Lieut Col Comm Thomas, Viscount Warren Bulkeley. Four companies. At a review of January 1804, the corps was combined with the Stockport Rifles, the Poynton and Bullock Smithy Volunteers, and the Heaton Norris (Lancashire) corps to make a regiment of about 800 men, referred to as the Stockport and Poynton Independents, under the command of Viscount Bulkeley.

Willson’s chart gives the uniform colours as red faced blue, officer’s lace silver, white legwear.

In late 1803 the corps was to be armed half with muskets, while government offered pikes for the other half. The pikes were declined, the corps preferring to purchase its own arms for the remainder.

Unidentified buttons found in Cheshire may perhaps be for this corps; they are convex, pewter, showing in relief a crown over “SV” in Roman capitals, one example in a diameter of 14 mm.

On 3 January 1804 the corps was presented by Viscountess Bulkeley with a pair of “very elegant” colours. (A contribution to Cheshire Notes & Queries states that these colours – or possibly those of the corps of 1794 – were discovered in the Court House in the mid 19th century and moved to Vernon Park Museum. They were still there in the 1940’s.)
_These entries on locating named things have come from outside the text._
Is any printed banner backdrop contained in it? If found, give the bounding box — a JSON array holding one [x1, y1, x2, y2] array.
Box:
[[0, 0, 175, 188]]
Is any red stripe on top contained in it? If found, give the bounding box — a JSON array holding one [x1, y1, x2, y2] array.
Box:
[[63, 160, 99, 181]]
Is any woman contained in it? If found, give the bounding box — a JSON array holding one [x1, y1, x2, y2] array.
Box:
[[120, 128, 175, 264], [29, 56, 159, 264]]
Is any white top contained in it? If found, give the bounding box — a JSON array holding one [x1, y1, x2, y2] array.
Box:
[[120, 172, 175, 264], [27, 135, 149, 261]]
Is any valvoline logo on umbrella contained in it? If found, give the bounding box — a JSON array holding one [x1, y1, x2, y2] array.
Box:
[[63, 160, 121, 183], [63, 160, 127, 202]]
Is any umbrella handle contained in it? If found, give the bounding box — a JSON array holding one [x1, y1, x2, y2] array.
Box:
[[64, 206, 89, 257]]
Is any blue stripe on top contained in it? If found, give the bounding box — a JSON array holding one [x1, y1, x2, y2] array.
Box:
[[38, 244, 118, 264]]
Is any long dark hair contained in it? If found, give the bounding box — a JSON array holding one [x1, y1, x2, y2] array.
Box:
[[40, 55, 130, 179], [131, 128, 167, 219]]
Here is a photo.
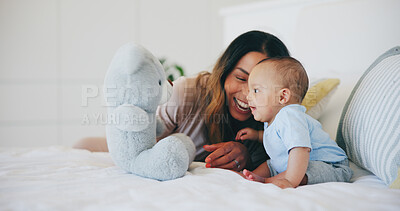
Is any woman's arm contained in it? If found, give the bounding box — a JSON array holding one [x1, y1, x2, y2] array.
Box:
[[203, 141, 250, 171]]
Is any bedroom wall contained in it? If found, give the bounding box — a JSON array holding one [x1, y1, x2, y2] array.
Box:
[[0, 0, 266, 147], [221, 0, 400, 139]]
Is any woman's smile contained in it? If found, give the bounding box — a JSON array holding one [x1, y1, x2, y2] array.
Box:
[[233, 97, 250, 114]]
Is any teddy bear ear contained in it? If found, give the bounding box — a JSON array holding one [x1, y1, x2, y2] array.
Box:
[[114, 104, 150, 132], [158, 80, 172, 105]]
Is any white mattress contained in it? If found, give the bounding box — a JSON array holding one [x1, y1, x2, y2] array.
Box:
[[0, 147, 400, 210]]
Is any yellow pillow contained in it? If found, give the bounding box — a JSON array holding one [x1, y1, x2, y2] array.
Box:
[[301, 78, 340, 119]]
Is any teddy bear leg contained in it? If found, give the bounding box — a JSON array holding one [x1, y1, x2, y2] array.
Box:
[[131, 135, 194, 181]]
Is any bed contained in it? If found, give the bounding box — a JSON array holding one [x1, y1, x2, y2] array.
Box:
[[0, 146, 400, 210], [0, 1, 400, 210]]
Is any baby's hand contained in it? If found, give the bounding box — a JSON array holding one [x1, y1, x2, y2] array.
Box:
[[265, 177, 294, 189], [235, 128, 262, 142], [243, 169, 265, 183]]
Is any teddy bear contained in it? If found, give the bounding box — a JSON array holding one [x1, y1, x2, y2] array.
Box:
[[104, 43, 195, 181]]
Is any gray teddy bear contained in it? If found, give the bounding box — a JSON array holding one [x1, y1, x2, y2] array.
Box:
[[104, 44, 195, 180]]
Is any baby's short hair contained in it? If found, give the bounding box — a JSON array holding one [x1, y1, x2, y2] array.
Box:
[[259, 56, 308, 103]]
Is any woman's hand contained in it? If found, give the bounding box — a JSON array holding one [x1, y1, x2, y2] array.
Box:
[[203, 141, 249, 171]]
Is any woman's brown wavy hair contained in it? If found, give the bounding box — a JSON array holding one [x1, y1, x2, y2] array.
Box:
[[195, 31, 290, 144]]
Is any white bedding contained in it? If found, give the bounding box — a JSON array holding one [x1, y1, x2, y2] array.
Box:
[[0, 147, 400, 210]]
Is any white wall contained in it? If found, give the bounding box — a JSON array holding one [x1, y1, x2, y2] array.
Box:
[[0, 0, 266, 146], [221, 0, 400, 139]]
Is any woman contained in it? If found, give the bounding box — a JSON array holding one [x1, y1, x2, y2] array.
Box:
[[75, 31, 289, 171]]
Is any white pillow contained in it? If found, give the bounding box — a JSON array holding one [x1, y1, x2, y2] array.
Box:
[[336, 47, 400, 188]]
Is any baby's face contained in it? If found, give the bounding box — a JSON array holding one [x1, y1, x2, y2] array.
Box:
[[247, 63, 282, 124]]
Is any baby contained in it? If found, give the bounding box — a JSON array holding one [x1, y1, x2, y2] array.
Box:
[[236, 57, 353, 188]]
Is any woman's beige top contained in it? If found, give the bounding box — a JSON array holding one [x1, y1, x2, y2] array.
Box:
[[157, 77, 211, 161]]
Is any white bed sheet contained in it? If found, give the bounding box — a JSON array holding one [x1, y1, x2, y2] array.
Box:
[[0, 147, 400, 210]]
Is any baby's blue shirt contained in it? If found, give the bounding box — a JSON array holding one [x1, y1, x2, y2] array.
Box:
[[263, 104, 347, 173]]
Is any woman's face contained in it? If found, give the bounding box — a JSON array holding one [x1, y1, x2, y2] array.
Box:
[[224, 52, 267, 121]]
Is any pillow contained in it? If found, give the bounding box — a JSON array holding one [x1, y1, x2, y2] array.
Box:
[[336, 47, 400, 188], [301, 79, 340, 119]]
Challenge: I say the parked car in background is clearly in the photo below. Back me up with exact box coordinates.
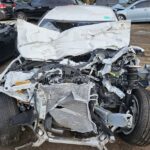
[0,0,15,20]
[96,0,130,7]
[117,0,150,22]
[15,0,77,20]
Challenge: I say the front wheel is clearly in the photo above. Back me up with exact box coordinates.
[0,93,20,146]
[121,88,150,146]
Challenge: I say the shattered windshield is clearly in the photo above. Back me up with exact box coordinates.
[39,19,111,32]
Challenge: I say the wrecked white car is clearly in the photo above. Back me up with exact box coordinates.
[0,6,150,150]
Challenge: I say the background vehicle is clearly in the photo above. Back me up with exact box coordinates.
[0,0,15,20]
[0,6,150,150]
[117,0,150,22]
[15,0,77,20]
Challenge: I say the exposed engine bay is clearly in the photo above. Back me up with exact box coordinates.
[0,20,148,150]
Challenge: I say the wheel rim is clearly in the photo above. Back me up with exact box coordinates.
[122,95,140,135]
[118,15,125,20]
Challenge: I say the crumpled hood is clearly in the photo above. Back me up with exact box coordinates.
[17,20,131,61]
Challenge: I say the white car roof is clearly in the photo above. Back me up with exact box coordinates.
[42,5,117,22]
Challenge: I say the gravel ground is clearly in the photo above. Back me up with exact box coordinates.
[0,21,150,150]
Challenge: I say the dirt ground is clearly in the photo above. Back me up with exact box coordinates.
[0,23,150,150]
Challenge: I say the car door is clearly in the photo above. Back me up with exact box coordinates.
[127,1,147,22]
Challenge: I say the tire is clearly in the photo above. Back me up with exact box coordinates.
[16,11,28,21]
[0,93,20,146]
[121,88,150,146]
[118,15,126,20]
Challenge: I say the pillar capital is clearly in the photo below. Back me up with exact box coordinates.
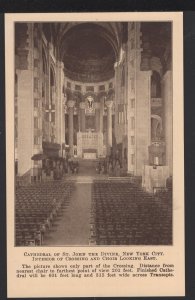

[Lancaster Gazette, 14 January 1804. Derby Mercury, 19 January 1804. An Old Resident of Stockport, “The Presentation of Colours to the Old ‘Stockport Volunteers’ ” in E W Bulkeley, ed, Cheshire Notes & Queries, 1886.]

 

Loyal Stockport Armed Association / Stockport Volunteers

Capt Comm William Radcliffe. Two companies.

Willson’s chart gives the uniform colours as red faced black, officer’s lace gold, blue pantaloons.

 

Stockport Rifle Volunteers

Capt Comm Thomas Ross.  One company. Attached on field days to the Manchester Rifle Corps – see under Lancashire, Manchester. The company is not listed by Willson for 1806, and may have disbanded. At a review of January 1804, the corps was combined with the Stockport Volunteers, the Poynton and Bullock Smithy Volunteers, and the Heaton Norris (Lancashire) corps to make a regiment of about 800 men, referred to as the Stockport and Poynton Independents, under the command of Viscount Bulkeley.

The company is noted by Christie-Miller, unsurprisingly, as “clad in green”.

[Derby Mercury, 19 January 1804. John Christie-Miller, A Record of Stockport Volunteers and their Armoury, 1969.]